A Peruvian forest ranger from Manú National Park was desperately trying to gain control over a key piece of the Amazon, an easy access point for illegal loggers to gain entrance into the park. The only way to stop them would be to purchase the land. Afterwards, the ranger promised to legally build a guard station in order to prevent illegal access to the park.

The plan seemed quite straightforward to James – buy the land, stop the loggers, and thus do your part in saving the rain forest. After forking over $10,000, James decided to visit his sliver of Eden in the jungle. Following a tough journey, he arrived to find that he had bought, “an impenetrable tangle of dense scrub” that looked nothing like the idyllic rain forests he had shot for magazines.

But that was only the beginning of his nightmare; he soon discovered that the land was being used as an illegal cocaine plantation. Cocaine thrives on the slopes of the Andes. Although a small crop of only 3,000 plants in a cleared area, it was still a scene of high crime. Isolated in a lawless part of the country, James was caught in a bind. A local farmer told him, "You have bought the most dangerous piece of land, off the most dangerous family, in the most dangerous area of southern Peru.”

When harvest time came, there were no Colombians and no Uzis. The female pickers of the coca crop were amazed when told the value of their harvest abroad. They didn’t even know cocaine was illegal. After all, what does illegal mean in the ‘Wild West’ of Peru?

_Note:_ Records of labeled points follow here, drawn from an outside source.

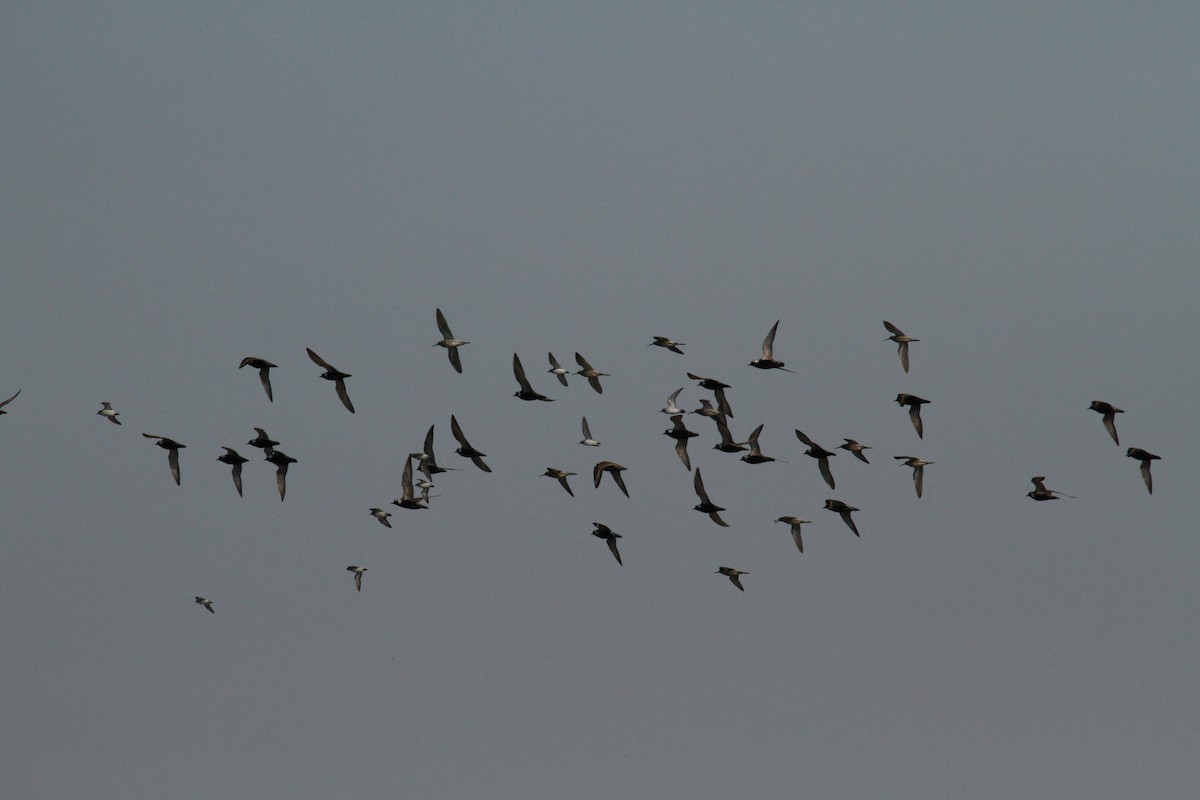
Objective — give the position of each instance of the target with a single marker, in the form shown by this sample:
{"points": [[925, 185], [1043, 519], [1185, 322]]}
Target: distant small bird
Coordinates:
{"points": [[681, 434], [899, 337], [526, 391], [857, 449], [591, 373], [172, 449], [706, 505], [561, 475], [913, 404], [670, 344], [605, 533], [466, 450], [339, 379], [613, 469], [732, 575], [844, 510], [768, 356], [821, 455], [264, 372], [918, 470], [1110, 416], [108, 413], [1042, 493], [234, 459], [1145, 458], [587, 435], [281, 461], [449, 342], [795, 523]]}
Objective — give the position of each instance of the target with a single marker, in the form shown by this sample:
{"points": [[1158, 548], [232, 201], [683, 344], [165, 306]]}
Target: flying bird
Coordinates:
{"points": [[526, 391], [845, 511], [899, 337], [913, 404], [108, 413], [1145, 458], [449, 342], [339, 379], [1110, 416], [172, 449], [234, 459], [466, 450], [605, 533], [706, 505], [264, 372]]}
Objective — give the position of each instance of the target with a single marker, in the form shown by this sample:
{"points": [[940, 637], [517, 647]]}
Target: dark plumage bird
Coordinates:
{"points": [[899, 337], [706, 505], [913, 404], [844, 510], [172, 449], [526, 391], [234, 459], [339, 379], [821, 455], [264, 372], [449, 342], [605, 533], [1110, 416], [466, 450], [1145, 458]]}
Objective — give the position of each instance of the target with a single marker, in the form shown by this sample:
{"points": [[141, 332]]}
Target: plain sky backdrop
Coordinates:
{"points": [[1017, 185]]}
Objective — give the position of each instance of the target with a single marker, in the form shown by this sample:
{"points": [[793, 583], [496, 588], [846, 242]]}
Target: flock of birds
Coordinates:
{"points": [[718, 409]]}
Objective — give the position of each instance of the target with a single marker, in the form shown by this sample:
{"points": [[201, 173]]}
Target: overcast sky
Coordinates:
{"points": [[1017, 185]]}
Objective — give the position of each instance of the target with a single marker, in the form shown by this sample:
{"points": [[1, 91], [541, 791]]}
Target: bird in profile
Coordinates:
{"points": [[1110, 416], [449, 342], [857, 449], [557, 370], [587, 435], [172, 449], [264, 372], [670, 344], [234, 459], [591, 373], [732, 575], [1042, 493], [768, 353], [1145, 458], [339, 379], [108, 413], [899, 337], [281, 461], [706, 505], [613, 469], [561, 475], [605, 533], [821, 455], [795, 523], [466, 450], [913, 404], [844, 510], [918, 470], [526, 391], [681, 434]]}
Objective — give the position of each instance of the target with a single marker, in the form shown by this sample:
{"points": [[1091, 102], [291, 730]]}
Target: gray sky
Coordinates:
{"points": [[1015, 186]]}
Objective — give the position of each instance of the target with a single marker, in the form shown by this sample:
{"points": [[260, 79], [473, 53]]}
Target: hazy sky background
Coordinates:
{"points": [[186, 185]]}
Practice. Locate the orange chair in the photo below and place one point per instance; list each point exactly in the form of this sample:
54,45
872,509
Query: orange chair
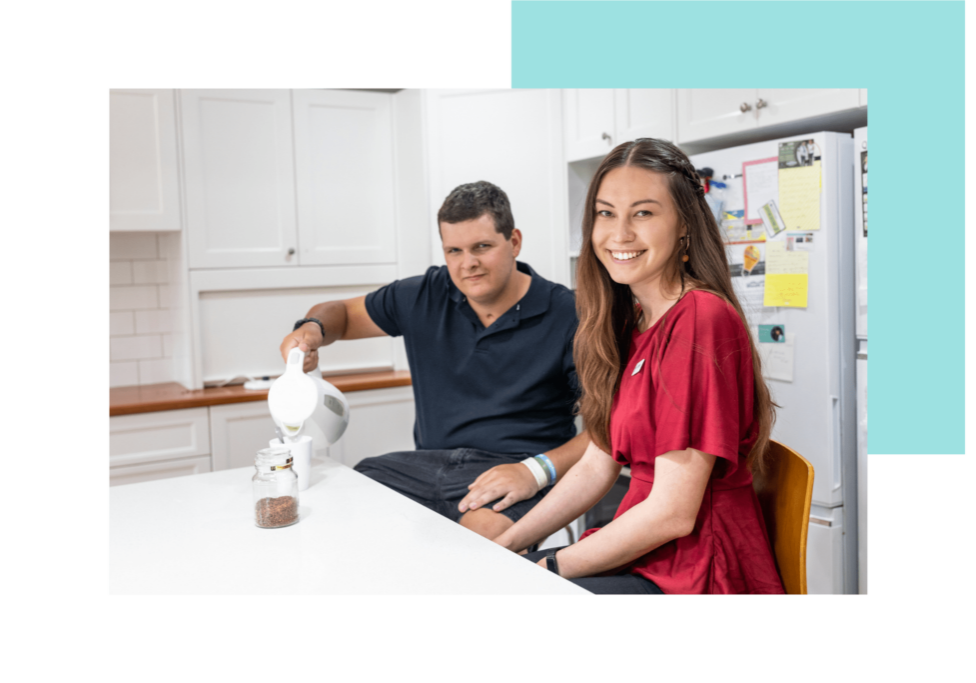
784,494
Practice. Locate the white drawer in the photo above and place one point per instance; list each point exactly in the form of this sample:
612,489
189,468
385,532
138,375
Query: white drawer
164,435
130,474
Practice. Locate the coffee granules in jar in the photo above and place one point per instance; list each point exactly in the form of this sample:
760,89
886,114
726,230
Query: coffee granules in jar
275,512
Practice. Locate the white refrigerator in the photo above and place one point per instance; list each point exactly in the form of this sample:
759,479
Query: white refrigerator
816,388
861,269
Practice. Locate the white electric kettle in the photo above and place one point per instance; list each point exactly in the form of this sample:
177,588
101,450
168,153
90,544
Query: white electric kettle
304,402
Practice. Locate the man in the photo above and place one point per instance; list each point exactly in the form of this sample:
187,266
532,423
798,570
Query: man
490,346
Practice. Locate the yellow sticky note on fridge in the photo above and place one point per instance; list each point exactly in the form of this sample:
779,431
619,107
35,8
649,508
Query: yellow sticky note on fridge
799,197
786,290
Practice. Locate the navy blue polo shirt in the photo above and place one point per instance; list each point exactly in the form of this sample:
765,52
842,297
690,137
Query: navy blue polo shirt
508,388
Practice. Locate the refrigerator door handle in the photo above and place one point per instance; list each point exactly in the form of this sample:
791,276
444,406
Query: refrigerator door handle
835,416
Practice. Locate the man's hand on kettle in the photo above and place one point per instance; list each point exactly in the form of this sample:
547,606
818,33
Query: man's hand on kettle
308,338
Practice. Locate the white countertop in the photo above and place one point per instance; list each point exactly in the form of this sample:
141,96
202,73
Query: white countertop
195,535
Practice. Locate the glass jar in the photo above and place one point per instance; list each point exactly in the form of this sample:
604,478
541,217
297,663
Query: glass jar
275,486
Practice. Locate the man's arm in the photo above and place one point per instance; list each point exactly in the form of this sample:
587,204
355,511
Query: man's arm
346,319
515,482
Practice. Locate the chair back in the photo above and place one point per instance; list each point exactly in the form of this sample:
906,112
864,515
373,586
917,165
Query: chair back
784,493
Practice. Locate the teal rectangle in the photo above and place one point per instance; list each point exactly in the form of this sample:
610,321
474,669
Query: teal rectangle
911,57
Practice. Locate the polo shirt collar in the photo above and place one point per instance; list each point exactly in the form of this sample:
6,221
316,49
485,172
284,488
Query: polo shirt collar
535,301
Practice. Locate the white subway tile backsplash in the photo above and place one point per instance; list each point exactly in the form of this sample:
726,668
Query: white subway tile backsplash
123,374
119,273
149,272
164,301
130,245
121,323
131,298
136,348
150,322
154,371
168,343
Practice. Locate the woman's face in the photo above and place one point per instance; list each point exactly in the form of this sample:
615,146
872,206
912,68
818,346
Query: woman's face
636,227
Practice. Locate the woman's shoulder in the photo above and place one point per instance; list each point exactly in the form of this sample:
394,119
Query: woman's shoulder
704,309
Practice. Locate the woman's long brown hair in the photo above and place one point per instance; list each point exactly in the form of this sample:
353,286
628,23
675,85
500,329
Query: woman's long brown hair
607,314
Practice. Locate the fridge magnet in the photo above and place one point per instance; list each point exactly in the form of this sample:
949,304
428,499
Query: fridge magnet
759,185
799,184
772,334
799,241
747,266
771,218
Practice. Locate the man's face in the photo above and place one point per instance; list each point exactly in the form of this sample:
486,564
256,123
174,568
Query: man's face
480,260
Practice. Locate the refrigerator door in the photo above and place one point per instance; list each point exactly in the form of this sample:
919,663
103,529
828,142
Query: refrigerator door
816,416
861,227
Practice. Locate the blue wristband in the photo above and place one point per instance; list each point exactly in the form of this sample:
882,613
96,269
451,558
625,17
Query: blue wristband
550,468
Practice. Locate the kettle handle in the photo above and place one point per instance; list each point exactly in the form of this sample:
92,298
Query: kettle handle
296,357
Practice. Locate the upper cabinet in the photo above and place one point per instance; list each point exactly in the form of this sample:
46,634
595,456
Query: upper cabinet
344,173
240,184
711,113
143,181
597,120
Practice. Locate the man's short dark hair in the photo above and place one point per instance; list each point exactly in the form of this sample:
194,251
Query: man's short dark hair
473,200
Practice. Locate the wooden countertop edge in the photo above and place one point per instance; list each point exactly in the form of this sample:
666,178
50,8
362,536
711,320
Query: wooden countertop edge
150,398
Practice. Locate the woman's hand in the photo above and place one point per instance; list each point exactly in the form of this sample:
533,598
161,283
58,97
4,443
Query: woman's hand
515,482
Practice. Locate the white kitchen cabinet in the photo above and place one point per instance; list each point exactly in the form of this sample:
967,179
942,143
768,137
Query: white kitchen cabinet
716,112
598,119
238,431
240,183
156,445
344,173
380,422
513,139
131,474
792,104
709,113
143,179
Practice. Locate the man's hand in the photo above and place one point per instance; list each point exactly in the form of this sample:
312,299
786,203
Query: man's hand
308,338
515,482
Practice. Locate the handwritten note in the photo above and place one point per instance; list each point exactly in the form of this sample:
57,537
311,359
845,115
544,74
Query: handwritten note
759,181
799,196
786,276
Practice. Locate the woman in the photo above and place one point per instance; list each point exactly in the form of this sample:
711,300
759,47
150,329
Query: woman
672,387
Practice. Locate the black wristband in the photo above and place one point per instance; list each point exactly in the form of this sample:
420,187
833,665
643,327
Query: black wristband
310,320
551,563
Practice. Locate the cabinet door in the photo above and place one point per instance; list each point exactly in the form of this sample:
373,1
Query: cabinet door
709,113
344,174
238,432
513,139
589,122
240,184
143,184
644,113
165,469
792,104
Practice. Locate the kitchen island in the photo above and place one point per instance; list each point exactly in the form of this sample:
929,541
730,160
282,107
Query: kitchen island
195,535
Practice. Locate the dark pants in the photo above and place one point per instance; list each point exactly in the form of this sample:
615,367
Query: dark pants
439,479
622,584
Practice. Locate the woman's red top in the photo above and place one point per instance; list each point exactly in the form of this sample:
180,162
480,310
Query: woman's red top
695,390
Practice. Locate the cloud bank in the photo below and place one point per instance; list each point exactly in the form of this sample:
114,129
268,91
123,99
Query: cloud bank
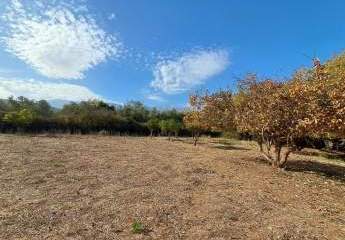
189,70
59,40
38,90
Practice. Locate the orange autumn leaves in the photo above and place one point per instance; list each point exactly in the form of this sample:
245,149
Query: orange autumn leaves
278,114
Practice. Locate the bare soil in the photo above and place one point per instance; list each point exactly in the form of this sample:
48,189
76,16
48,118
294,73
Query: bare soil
96,187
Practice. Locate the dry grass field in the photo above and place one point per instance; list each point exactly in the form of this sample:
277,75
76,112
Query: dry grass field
95,187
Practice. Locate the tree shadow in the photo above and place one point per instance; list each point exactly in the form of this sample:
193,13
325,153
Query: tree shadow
322,169
230,147
323,153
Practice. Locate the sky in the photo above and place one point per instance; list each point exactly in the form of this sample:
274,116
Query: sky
157,52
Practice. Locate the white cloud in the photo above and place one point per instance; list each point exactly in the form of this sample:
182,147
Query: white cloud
59,40
38,90
155,97
111,16
189,70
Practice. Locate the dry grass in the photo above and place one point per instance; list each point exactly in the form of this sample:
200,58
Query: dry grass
73,187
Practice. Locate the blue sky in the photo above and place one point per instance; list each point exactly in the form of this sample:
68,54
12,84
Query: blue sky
157,51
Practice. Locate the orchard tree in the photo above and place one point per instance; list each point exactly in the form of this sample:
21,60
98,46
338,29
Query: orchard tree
219,112
20,119
277,114
195,118
153,126
174,127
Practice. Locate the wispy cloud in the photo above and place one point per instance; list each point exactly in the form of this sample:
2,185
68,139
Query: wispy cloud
38,90
189,70
155,97
111,16
59,40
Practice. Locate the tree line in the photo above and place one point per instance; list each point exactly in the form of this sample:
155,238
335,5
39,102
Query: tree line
282,116
87,117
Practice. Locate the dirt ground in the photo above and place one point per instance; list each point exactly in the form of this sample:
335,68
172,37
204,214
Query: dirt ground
96,187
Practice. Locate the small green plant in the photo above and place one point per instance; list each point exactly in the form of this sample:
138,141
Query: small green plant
137,227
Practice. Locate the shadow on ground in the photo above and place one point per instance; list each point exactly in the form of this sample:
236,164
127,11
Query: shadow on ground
230,147
323,169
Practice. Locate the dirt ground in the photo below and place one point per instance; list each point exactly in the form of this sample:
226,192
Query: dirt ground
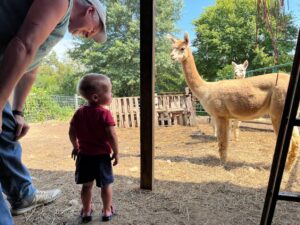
191,187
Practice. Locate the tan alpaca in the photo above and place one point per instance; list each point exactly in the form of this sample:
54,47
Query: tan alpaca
239,72
241,99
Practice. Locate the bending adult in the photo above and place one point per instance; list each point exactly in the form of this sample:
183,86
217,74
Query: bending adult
29,29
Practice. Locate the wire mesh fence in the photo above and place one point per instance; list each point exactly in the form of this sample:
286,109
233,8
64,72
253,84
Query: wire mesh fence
42,107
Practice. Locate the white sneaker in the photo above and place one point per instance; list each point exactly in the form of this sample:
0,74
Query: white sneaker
40,198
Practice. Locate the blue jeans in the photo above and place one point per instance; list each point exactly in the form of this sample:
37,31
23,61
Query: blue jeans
15,179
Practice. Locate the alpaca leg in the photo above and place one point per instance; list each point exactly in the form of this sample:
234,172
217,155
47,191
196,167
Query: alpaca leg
294,144
214,125
223,137
235,129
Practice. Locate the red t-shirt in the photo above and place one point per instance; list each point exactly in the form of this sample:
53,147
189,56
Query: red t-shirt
89,123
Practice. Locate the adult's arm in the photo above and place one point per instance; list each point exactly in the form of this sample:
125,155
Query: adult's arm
40,21
22,89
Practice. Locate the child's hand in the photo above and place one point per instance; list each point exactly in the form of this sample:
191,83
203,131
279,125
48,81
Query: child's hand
115,157
74,153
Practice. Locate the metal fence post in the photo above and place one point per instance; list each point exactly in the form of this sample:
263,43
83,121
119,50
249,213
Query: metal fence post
76,101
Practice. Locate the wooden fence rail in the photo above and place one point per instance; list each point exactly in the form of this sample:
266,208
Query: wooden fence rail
171,109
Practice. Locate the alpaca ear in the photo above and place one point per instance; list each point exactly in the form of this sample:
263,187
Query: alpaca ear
245,64
171,38
186,38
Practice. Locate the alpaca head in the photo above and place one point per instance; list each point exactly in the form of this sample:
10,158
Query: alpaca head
240,70
179,52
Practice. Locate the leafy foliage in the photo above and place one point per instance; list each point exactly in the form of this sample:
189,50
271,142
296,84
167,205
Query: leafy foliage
227,32
40,106
119,57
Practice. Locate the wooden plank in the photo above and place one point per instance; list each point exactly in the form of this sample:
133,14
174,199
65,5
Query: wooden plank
125,109
120,111
137,110
132,112
113,109
147,9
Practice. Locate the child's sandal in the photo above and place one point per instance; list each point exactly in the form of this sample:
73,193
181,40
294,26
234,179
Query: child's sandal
106,218
86,218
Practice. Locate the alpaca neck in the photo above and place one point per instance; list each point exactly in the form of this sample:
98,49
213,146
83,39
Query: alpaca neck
192,76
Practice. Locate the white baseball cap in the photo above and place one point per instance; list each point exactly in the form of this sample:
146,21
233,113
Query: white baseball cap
101,36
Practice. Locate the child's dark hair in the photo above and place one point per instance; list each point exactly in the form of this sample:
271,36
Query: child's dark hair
92,83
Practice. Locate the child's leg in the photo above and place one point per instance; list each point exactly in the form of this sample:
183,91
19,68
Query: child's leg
86,197
106,195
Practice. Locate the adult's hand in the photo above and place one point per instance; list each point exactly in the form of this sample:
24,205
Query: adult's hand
22,127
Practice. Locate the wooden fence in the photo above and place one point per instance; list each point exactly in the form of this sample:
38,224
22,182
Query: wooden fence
171,109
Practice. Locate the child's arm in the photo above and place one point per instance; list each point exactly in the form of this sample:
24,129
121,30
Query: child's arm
113,140
73,139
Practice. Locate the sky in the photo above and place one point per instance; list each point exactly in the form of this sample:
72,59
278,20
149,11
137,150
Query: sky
192,9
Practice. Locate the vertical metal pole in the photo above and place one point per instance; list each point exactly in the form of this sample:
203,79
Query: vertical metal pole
283,140
147,92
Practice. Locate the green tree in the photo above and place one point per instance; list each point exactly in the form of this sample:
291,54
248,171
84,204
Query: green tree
58,77
227,32
119,57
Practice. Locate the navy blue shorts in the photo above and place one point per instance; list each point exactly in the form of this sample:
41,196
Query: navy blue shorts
96,167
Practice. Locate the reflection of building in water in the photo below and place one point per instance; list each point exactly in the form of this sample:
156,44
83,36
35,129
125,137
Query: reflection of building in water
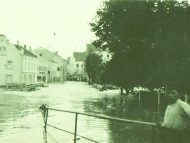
17,64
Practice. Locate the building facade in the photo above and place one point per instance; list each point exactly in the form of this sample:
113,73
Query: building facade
29,63
17,64
10,62
57,66
76,66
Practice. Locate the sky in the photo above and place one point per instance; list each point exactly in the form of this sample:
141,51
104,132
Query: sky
57,25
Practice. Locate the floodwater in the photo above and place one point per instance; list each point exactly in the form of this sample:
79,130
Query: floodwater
21,121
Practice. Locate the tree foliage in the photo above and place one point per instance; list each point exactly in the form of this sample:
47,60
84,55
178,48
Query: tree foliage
150,40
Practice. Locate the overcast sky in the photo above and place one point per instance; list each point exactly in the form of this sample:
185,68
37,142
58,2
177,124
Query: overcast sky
33,23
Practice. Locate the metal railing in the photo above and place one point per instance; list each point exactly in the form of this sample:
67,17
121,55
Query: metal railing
46,111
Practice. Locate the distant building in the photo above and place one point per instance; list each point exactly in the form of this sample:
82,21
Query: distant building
76,65
29,65
57,66
10,62
104,54
17,64
42,69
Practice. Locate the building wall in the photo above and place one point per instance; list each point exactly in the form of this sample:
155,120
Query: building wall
42,70
29,69
56,65
106,56
79,67
10,62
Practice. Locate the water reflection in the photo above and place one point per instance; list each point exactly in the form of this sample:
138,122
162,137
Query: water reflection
128,108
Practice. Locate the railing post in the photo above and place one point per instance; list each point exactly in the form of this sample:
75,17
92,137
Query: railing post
75,135
46,118
153,134
139,99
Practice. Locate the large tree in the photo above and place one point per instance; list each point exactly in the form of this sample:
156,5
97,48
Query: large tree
94,67
149,39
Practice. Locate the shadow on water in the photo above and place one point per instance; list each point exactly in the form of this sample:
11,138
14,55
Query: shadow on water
127,108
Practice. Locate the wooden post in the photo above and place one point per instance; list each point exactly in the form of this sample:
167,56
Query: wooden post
139,99
46,119
158,104
75,135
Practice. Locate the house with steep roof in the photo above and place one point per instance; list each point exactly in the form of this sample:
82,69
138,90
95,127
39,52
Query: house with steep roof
29,65
104,54
17,64
76,65
57,66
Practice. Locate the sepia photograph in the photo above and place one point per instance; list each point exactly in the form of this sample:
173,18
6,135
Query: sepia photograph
95,71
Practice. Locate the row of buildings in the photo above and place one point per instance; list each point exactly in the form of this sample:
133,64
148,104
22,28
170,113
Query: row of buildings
21,65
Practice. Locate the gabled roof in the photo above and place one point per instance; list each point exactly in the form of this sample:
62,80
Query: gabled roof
79,56
48,55
26,52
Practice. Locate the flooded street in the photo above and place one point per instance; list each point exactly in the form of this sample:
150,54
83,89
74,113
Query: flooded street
21,120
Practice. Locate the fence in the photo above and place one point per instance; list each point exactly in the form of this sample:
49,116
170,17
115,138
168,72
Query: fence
46,111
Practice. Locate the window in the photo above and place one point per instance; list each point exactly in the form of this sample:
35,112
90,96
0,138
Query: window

After the harvest, the threat of the cocaine crop for James passed into the challenge of preventing more illegal logging by the locals. It turned out the cocaine was a side business with a small profit margin when compared to the logging. James is doing his best to maintain the integrity of his so-called piece of paradise, but it’s an uphill battle against poverty. The future does not look very bright.